Agave shortages from 1999 to 2001 and again between 2017 and 2020 caused dramatic price spikes, destabilizing farmers and small producers who relied on agave that had been over cultivated. Large brands and corporations prioritized volume, efficiency, and consistency, which led to diminished flavor and declining quality in order to meet global demand.

Field of Blue Weber agave in Guadalajara, Jalisco, Mexico.

Mezcal is beginning to reach a similar boom point as tequila, but its path will be fundamentally different.

Unlike tequila, mezcal does not rely on a single plant species, but instead draws from more than 40 different agave species scattered across Mexico. Beginning around 2010, mezcal exports entered a period of sustained growth, increasing steadily year after year.

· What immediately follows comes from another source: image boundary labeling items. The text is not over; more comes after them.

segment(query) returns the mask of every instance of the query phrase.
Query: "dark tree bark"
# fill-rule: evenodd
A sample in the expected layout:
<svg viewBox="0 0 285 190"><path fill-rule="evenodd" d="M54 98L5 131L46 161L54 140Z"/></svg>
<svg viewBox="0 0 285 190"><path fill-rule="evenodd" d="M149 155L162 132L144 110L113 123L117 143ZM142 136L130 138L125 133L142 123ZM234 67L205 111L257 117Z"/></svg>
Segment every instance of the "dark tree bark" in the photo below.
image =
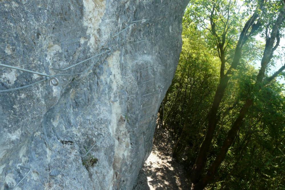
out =
<svg viewBox="0 0 285 190"><path fill-rule="evenodd" d="M260 1L261 3L262 3L263 1ZM211 13L212 14L214 12L215 7L214 8ZM192 169L191 179L192 183L197 183L199 181L205 167L207 161L207 155L211 147L211 142L213 139L216 127L218 120L217 116L218 109L230 78L230 74L233 70L237 68L238 65L242 54L242 47L246 42L249 36L252 34L258 28L257 26L259 25L258 23L254 25L254 23L258 17L259 14L259 11L257 9L254 14L245 23L237 45L233 62L230 68L225 74L224 74L224 71L225 62L225 56L224 54L223 55L223 54L221 54L224 53L223 45L225 44L225 42L224 41L219 42L219 39L217 40L217 45L220 50L219 56L220 58L221 62L220 74L221 78L211 109L208 115L208 125L207 132L204 140L200 147L195 163ZM211 16L210 17L210 21L212 33L214 36L217 36L217 35L216 33L215 23L211 18ZM249 34L248 31L251 28L251 29ZM222 39L223 40L225 40L224 38L222 38Z"/></svg>
<svg viewBox="0 0 285 190"><path fill-rule="evenodd" d="M254 93L258 93L261 89L262 85L264 85L264 83L263 83L262 82L265 76L266 68L272 57L273 52L279 45L280 39L279 38L279 27L284 20L283 18L284 14L285 5L283 5L282 9L280 10L277 19L272 28L270 37L266 41L263 56L261 60L261 67L256 78L255 84L255 92L253 92ZM277 40L277 41L275 46L274 46L275 39ZM241 53L241 51L240 52ZM284 68L285 68L285 66L281 67L265 82L266 83L270 82L282 72ZM195 190L202 189L206 187L210 181L213 179L219 167L224 159L229 148L232 145L235 137L237 135L245 116L252 105L254 100L252 99L249 98L246 101L240 111L237 118L228 132L219 152L217 155L215 161L208 170L205 176L199 180L197 183L193 183L192 181L192 182L193 183L192 186L193 189ZM216 123L217 121L215 122ZM205 163L204 164L205 164Z"/></svg>

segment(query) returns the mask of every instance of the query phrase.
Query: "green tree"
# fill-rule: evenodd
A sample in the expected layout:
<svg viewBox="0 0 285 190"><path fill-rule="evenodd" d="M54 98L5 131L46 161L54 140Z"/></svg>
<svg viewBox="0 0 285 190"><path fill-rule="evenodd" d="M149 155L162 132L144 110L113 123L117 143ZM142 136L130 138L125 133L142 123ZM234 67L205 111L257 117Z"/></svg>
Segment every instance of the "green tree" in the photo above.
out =
<svg viewBox="0 0 285 190"><path fill-rule="evenodd" d="M253 189L281 187L284 88L275 79L285 66L268 74L280 58L274 53L284 4L246 1L240 11L236 1L190 1L164 122L175 138L173 155L192 168L193 189L235 189L237 181ZM258 34L265 44L255 39ZM258 62L259 69L251 65Z"/></svg>

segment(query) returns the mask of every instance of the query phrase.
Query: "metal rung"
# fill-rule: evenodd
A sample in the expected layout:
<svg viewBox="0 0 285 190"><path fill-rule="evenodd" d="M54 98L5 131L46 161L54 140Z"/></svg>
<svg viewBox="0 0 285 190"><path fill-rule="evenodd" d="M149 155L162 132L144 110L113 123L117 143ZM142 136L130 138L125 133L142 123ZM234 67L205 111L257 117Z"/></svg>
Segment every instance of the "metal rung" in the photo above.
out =
<svg viewBox="0 0 285 190"><path fill-rule="evenodd" d="M149 95L149 94L153 94L154 93L155 93L156 92L156 91L155 91L154 92L151 92L151 93L149 93L149 94L145 94L144 95L143 95L143 96L142 96L142 97L143 97L144 96L147 96L148 95Z"/></svg>
<svg viewBox="0 0 285 190"><path fill-rule="evenodd" d="M14 190L14 189L15 189L16 188L16 187L17 186L18 186L18 185L19 185L19 184L21 182L22 182L22 181L23 181L23 180L24 180L24 179L25 177L26 177L27 176L27 175L28 175L28 174L30 173L30 172L31 172L31 171L32 170L32 169L31 168L27 167L25 167L25 166L23 166L21 165L19 165L19 167L22 167L23 168L25 168L25 169L29 169L29 171L23 177L23 178L22 178L22 179L21 179L21 180L20 181L18 182L18 183L17 183L16 185L15 186L15 187L14 187L13 188L13 189L12 189L12 190Z"/></svg>
<svg viewBox="0 0 285 190"><path fill-rule="evenodd" d="M156 105L156 104L153 104L152 105L151 105L150 106L146 106L145 107L143 107L143 108L141 108L141 110L142 109L144 109L145 108L148 108L149 107L151 107L151 106L154 106L154 105Z"/></svg>
<svg viewBox="0 0 285 190"><path fill-rule="evenodd" d="M153 79L152 79L151 80L148 80L147 81L146 81L145 82L139 82L139 83L140 84L144 84L145 83L146 83L147 82L150 82L151 81L152 81L153 80L155 80L156 79L155 78L154 78Z"/></svg>
<svg viewBox="0 0 285 190"><path fill-rule="evenodd" d="M146 68L142 69L142 70L135 70L137 72L140 72L141 71L143 71L145 70L147 70L147 69L149 69L151 68L153 68L153 66L151 66L150 65L149 65L148 66L150 67L149 67L148 68Z"/></svg>
<svg viewBox="0 0 285 190"><path fill-rule="evenodd" d="M145 117L143 118L142 118L142 119L140 119L140 120L141 121L141 120L143 120L143 119L146 119L147 118L150 118L151 117L152 117L153 116L153 115L152 115L151 116L148 116L147 117Z"/></svg>

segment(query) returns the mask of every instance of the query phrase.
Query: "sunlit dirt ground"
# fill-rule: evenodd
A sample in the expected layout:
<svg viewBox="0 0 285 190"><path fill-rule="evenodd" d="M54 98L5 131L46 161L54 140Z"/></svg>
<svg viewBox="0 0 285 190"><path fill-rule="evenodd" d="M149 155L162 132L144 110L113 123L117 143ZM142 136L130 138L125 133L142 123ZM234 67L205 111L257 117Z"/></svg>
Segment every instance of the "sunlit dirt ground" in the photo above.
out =
<svg viewBox="0 0 285 190"><path fill-rule="evenodd" d="M161 128L156 130L152 151L140 172L134 189L190 189L182 166L172 157L173 145L167 132Z"/></svg>

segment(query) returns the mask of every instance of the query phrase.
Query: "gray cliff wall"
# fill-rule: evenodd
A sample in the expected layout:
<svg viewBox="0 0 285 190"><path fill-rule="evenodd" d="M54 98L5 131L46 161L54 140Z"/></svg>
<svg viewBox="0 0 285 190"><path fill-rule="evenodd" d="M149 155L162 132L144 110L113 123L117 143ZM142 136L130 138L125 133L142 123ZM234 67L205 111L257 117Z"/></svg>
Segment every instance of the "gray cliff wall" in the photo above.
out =
<svg viewBox="0 0 285 190"><path fill-rule="evenodd" d="M16 189L132 189L178 62L187 4L0 1L0 64L83 72L0 93L0 190L29 171L19 165L31 170ZM45 78L0 66L0 90Z"/></svg>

According to industry reporting, mezcal production in Mexico increased by roughly 700% over the past decade as global demand surged, reinforcing the strength of the export market in the United States, Europe, and other regions (CBS News).

Boxes carrying mezcal bottles.

With the United States, Europe, and parts of Asia driving demand, mezcal consumption has continued to grow steadily each year. Mezcal benefits from the consumer education already established by tequila, allowing it to enter global markets at a faster pace than tequila once did. However, mezcal’s production structure is fundamentally different. Unlike tequila’s reliance on a single agave species, mezcal depends on dozens of cultivated and wild agaves, many with decades-long maturation cycles.

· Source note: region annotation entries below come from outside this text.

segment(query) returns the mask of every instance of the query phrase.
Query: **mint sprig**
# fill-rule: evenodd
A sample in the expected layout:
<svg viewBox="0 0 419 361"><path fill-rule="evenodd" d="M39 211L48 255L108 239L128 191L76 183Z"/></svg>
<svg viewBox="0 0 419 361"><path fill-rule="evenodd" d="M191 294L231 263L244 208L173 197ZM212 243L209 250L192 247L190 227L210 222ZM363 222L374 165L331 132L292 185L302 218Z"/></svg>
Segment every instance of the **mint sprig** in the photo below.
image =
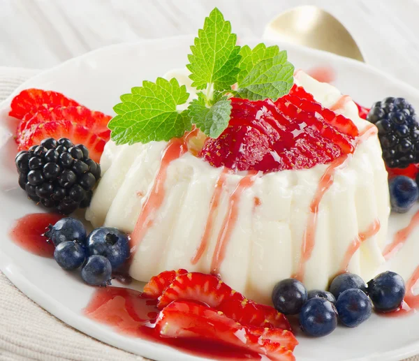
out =
<svg viewBox="0 0 419 361"><path fill-rule="evenodd" d="M191 64L186 68L191 71L192 87L198 90L209 87L226 90L236 82L240 60L237 40L237 35L231 33L230 22L224 20L215 8L191 46L192 54L188 56Z"/></svg>
<svg viewBox="0 0 419 361"><path fill-rule="evenodd" d="M186 87L175 78L142 82L142 87L122 96L122 103L114 107L117 115L108 125L112 140L117 144L131 145L182 136L191 130L191 121L186 110L179 112L176 107L184 104L189 97Z"/></svg>
<svg viewBox="0 0 419 361"><path fill-rule="evenodd" d="M191 120L205 134L218 138L227 128L231 112L231 101L222 93L216 94L208 102L205 95L200 92L189 108Z"/></svg>
<svg viewBox="0 0 419 361"><path fill-rule="evenodd" d="M278 46L258 44L253 50L240 50L242 59L236 96L251 101L278 98L288 94L294 82L294 66L287 61L286 52Z"/></svg>
<svg viewBox="0 0 419 361"><path fill-rule="evenodd" d="M108 124L112 140L117 144L169 140L182 136L193 124L206 135L218 138L228 126L232 96L277 100L288 94L294 67L286 52L265 44L253 50L240 47L236 41L230 22L214 8L198 31L188 57L192 86L203 91L198 98L186 110L179 111L177 105L189 97L184 85L175 78L145 81L122 96L122 103L115 106L117 116ZM236 83L237 89L233 90Z"/></svg>

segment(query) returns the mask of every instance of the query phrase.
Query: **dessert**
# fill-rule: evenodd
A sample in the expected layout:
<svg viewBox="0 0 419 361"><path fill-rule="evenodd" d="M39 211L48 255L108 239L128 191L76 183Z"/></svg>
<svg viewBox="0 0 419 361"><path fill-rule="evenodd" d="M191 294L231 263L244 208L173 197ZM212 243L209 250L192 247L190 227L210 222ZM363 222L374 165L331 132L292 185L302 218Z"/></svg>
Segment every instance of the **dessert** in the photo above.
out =
<svg viewBox="0 0 419 361"><path fill-rule="evenodd" d="M133 88L112 119L52 91L16 96L20 186L61 214L89 206L96 228L33 214L11 234L101 286L85 314L120 332L292 361L288 315L322 337L338 321L359 325L373 305L418 306L418 268L407 286L390 272L364 280L418 223L417 213L382 253L389 198L399 213L418 200L419 125L403 98L369 110L294 72L277 46L236 40L214 9L188 71ZM147 282L142 293L111 286L129 284L127 271Z"/></svg>
<svg viewBox="0 0 419 361"><path fill-rule="evenodd" d="M248 175L212 167L191 152L181 154L173 141L107 144L102 179L86 218L95 226L133 232L133 278L147 281L179 267L216 271L237 290L268 302L278 279L293 274L322 289L346 270L364 278L374 274L383 260L380 249L390 212L375 128L359 118L350 99L342 103L332 86L302 71L295 78L325 108L340 102L337 112L359 129L358 145L343 165L339 154L330 164ZM192 133L189 142L196 149L201 140ZM216 247L223 229L229 240L224 237L220 255ZM309 249L302 253L304 233Z"/></svg>

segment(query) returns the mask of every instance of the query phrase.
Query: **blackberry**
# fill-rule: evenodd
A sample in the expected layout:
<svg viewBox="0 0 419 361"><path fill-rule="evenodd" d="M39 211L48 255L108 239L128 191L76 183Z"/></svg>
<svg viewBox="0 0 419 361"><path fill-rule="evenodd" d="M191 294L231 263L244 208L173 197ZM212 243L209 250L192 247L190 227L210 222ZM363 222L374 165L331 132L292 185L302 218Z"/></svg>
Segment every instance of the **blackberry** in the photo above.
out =
<svg viewBox="0 0 419 361"><path fill-rule="evenodd" d="M15 163L19 186L28 197L63 214L90 204L101 175L87 148L67 138L45 139L18 153Z"/></svg>
<svg viewBox="0 0 419 361"><path fill-rule="evenodd" d="M419 163L419 124L415 110L403 98L385 98L374 103L367 120L378 128L383 159L390 168Z"/></svg>

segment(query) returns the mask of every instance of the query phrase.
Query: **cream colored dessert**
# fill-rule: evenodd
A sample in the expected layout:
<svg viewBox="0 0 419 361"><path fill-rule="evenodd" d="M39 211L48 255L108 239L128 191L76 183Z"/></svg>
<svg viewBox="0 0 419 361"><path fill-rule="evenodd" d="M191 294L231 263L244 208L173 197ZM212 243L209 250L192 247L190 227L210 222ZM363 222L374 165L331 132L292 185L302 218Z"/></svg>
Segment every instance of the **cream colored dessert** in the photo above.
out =
<svg viewBox="0 0 419 361"><path fill-rule="evenodd" d="M174 75L189 81L182 72ZM103 177L86 219L129 233L137 225L129 271L134 279L148 281L177 268L216 272L237 291L270 302L274 284L291 276L309 289L325 288L346 270L364 279L374 276L384 261L390 214L375 128L334 87L302 71L295 78L363 134L339 166L230 174L187 152L165 163L164 175L167 142L106 145Z"/></svg>

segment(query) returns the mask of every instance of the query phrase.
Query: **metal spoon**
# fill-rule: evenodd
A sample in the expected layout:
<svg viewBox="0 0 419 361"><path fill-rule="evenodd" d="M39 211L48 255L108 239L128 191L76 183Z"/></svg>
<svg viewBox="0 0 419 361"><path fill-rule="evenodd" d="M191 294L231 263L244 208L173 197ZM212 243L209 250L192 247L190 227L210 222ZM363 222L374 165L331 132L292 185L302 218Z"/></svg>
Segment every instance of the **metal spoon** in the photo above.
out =
<svg viewBox="0 0 419 361"><path fill-rule="evenodd" d="M267 24L265 36L365 62L346 28L333 15L316 6L297 6L279 14Z"/></svg>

This biodiversity is mezcal’s defining strength in the spirits world, but also its greatest source of variability. Rising demand places pressure on wild agave populations and encourages shortcuts in production. This creates a significant challenge for mezcal producers, who must balance increasing demands for volume, consistency, and regulatory compliance.

Shelves stocked with mezcal inventory.

Tequila’s regulatory history serves as both a guideline and a warning for mezcal as it navigates global export markets. While strict denomination rules protected the tequila name internationally, they also centralized power and limited local autonomy.

Mezcal now faces similar regulatory tightening as international demand continues to grow. If mezcal follows tequila’s strict industrial path too closely, it risks sacrificing the cultural foundation that gives the spirit its identity. Conversely, if mezcal resists global integration entirely, it risks economic stagnation and exclusion from international markets, potentially reversing generations of growth.

The future of mezcal is a critical topic that will determine not only its global trajectory, but also its local impact on producers, who are the lifeline of the spirit. Mezcal depends on selective and intentional expansion to achieve meaningful entry into global markets. Tequila demonstrates that global success is achievable, but not neutral. Mezcal is moving along a path similar to tequila’s, though at an accelerated pace and with higher stakes.

The choices made in the next decade will determine whether mezcal becomes a sustainable global category or repeats the cycles of other local spirits that failed to successfully integrate into the global market.